Is this what we are reduced to then? Our government, our generation, our world? Me, me me?

Why have character? Heller, makes the point, why? Who benefits, why we do, if we have a soul!

4 comments:

James Connelly said...

Dulcinea

At so many levels Heller's book resonates with the world around us every day. That quote about the Chaplin is a perfect example. Start a war in Iraq to secure a source of oil and stabilize it...well call it a patriotic duty, a destiny to remove a madman (forget the US government put him into power, and built up his armed forces and even supported his war against Iran)..

Steal millions from a trust company if you are the CEO, no problem just call it "accounting irregularities", and plead for forgiveness.

Stand in a pulpit and preach hell and damnation, family values, and plead for 'donations' while all the while cheating on your wife with men and women! (then cry for forgiveness not because you sinned but because you were weak...not to mention you got caught).

That is the divine truth about Heller's Catch 22, it is as relevant today, as 40 years ago, and probably will be 100 years from now! If you change the wording of anything, spin it just so you can justify anything you want.

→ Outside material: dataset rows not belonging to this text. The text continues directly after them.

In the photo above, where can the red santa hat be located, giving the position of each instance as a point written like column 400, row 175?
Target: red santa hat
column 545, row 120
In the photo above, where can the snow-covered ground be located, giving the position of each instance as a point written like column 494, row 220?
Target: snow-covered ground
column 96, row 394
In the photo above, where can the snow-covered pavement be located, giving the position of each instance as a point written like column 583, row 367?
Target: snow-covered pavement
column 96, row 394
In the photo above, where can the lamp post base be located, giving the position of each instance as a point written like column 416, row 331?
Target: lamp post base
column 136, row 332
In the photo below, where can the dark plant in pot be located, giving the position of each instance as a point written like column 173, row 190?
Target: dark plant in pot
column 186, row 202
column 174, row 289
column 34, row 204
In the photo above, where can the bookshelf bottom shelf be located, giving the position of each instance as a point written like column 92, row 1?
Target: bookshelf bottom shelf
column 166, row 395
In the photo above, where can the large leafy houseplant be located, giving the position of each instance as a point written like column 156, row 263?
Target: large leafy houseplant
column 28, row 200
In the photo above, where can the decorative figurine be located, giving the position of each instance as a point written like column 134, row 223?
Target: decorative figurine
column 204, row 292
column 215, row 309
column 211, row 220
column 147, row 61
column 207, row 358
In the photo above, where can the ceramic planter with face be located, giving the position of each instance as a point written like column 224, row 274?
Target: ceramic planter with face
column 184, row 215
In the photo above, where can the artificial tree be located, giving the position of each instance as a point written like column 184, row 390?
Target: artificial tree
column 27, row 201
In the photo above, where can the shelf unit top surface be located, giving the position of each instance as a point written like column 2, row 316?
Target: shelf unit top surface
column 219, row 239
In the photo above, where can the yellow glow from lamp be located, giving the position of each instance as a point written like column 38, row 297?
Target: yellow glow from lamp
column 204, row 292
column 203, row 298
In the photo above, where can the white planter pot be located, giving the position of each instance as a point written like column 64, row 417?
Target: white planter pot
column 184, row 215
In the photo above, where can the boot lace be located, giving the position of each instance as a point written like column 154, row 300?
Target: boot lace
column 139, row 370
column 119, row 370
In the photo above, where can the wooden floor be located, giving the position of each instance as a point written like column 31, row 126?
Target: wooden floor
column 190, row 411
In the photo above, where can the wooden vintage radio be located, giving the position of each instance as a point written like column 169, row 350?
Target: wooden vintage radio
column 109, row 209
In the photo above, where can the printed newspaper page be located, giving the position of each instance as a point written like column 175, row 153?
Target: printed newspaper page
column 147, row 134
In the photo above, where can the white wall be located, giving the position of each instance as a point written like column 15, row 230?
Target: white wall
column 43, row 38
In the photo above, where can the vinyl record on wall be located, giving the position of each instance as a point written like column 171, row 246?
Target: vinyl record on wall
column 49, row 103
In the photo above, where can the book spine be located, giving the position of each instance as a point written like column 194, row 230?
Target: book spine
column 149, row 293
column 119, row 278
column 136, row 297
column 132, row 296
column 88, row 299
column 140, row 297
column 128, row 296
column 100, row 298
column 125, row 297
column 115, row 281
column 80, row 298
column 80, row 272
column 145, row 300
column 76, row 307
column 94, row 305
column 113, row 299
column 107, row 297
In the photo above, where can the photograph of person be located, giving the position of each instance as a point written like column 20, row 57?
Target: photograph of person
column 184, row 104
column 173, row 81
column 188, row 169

Character be damned, it gets in the way of profit and power. Show me a man with a strong character, morals and such, and I show you a man destined to go nowhere! From a very early age we are confronted with choices, to sin, to steal, to lie, etc... The more comfortable we become with those choices the more eroded our character becomes. Soon we are nothing more than stalks of wheat bending and moving with every whisper of wind, falling in the face of adversity.

Joy said...

My bf asked me if I was reading the book or editing it, it is so marked up now with notes, post-its and high-lighting. I am enthralled with Heller's use of language and simile and opposites, etc... Just love this book. How about it, have you read anything else by him?

Joy said...

I can't read just "any " book now. I think I may go get a copy of "Breakfast of Champions" at the bookstore to "cleanse the palate" so to speak. What do you want to read next. Do you like Vonnegut? Breakfast is fun and about a guy who is going crazy and thinks he's a robot....sound interesting????

Lizi Tish said...

Who's rodrigo???? Another of your admirers I suppose.